I walked at evening through the hills; I walked to Cana and back and walked as far as I could and sometimes made my way home under heavy darkness, my mantle wrapped tight around me, my fingers freezing. I didn't care how cold I was. I didn't care how tired I was. I had one purpose and that was to wear myself out so that I could sleep without dreams, and thereby somehow endure the pain I felt.

I could put no real finger on this pain. It wasn't that men whispered as to my having been alone with the girl; it wasn't that I would soon see her happily married. It wasn't even that I had wounded my brother, because in the healing of that wound, I felt his warm love for me and mine for him all the more keenly.

It was a terrible restlessness, a sense again that all that happened around me was somehow a sign to me.

At last one afternoon after the work of the day was done - the laying of a floor, in fact, which had hurt my knees about as badly as it ever did - I went to the House of the Essenes in Sepphoris, and let their gentle linen-clad men wash my feet as they did for any weary man who wandered in, and I let them give me a cold drink of water.

I sat in a small foyer near the courtyard watching them for a long time. I wasn't sure of the names of those who worked at this house. The Essenes had many such houses, though not of course for men such as myself, who lived only a few miles away, but for travelers in need of lodgings.

Did they know me, these young men, who had come from other communities of the Essenes? I didn't know. I searched the shifting groups of those who swept and cleaned and, even beyond, those reading in the small library. There were old ones here, old ones who no doubt knew everyone.

I didn't dare to shape a question in my mind. I only sat there, waiting.

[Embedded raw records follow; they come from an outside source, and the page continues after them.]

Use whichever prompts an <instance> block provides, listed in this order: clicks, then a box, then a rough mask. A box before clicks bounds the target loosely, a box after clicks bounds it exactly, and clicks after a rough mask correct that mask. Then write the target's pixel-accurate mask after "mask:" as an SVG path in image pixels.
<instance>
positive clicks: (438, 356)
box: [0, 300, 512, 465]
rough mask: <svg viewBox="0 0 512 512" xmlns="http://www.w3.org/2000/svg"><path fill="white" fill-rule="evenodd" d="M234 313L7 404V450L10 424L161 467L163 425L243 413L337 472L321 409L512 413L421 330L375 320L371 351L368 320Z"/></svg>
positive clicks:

Waiting.

Finally one of the very old men, swaying as he made his way to me with one leg dragging and his right hand knotted on a stick, came and sat on the bench beside me.

"Yeshua bar Joseph," he said, "have you heard any word at all of late from your cousin?"

That was the answer to my question.

They didn't know where John bar Zechariah was, any more than we did.

I admitted that we'd had no word, and we talked then in quiet, the old man and I, about those who go off into the wilderness to pray, to be alone with the Lord, and what it must be like, those lonely nights under the stars with the howling desert wind. The old man himself did not know. I did not know. John's name was not spoken again, by either one of us.

At last, I went home, taking the longest routes, up this little hillock and down through that olive glade and up past the creek and through it and on until I was bone weary and glad to fall down by the fire, and could without effort look truly too forlorn for anyone to question me.